Un poeta – impegnato in un corpo a corpo, quello con l’indicibile, che non ammette distrazioni – non può essere anche altro.
Un soldato – impegnato in un corpo a corpo, quello con il nemico, che non ammette distrazioni – non può essere anche altro.
La condizione di poeta e quella di soldato sono due assoluti.
L’assoluto, per sua stessa natura, non entra in relazione. L’assoluto messo in relazione non diventa l’assoluto meno qualcosa, bensì smette di essere.
Giuseppe Ungaretti, soldato semplice sul fronte del Carso, nel 1917 scrive una serie di lettere, biglietti e cartoline in franchigia a Mario Puccini, ufficiale presso il Comando supremo.

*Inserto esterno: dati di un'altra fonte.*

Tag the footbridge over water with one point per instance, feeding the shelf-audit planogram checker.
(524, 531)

Coi toni più svariati (“Sono macerato dalla malinconia”, p. 26; “sono in uno stato di nevrastenia tremenda […] Vienmi ad abbracciare”, p. 33; “mio caro Puccini, ma da che mondo cadi?”, p. 46; “Perdonami, se mi hai sentito per amarezza cader quasi in bestialità, l’altro giorno”, p. 47; “Mio caro Puccini, si può aver l’onore di avere una tua risposta”, p. 54), Ungaretti parla a Puccini di due cose: gli chiede di essere esentato dal corso per diventare ufficiale (obbligatorio per chi avesse un titolo di studio) nonché di venire reintegrato nel suo reggimento originario “dove ero l’idolo” (p. 36); e lo tiene aggiornato sulla scrittura propria (“Ti ho scritto ieri che Apollinaire mi traduceva in francese”, p. 34) e altrui (“Papini m’informa che ti ha mandato a Milano le sue poesie”, p. 45).
Ma in fondo non fa che ripetergli una preghiera: liberami da questo assoluto che non mi compete, riportami al mio.
(Giuseppe Ungaretti, Lettere dal fronte a Mario Puccini, a cura di Francesco De Nicola, Archinto, Milano 2014).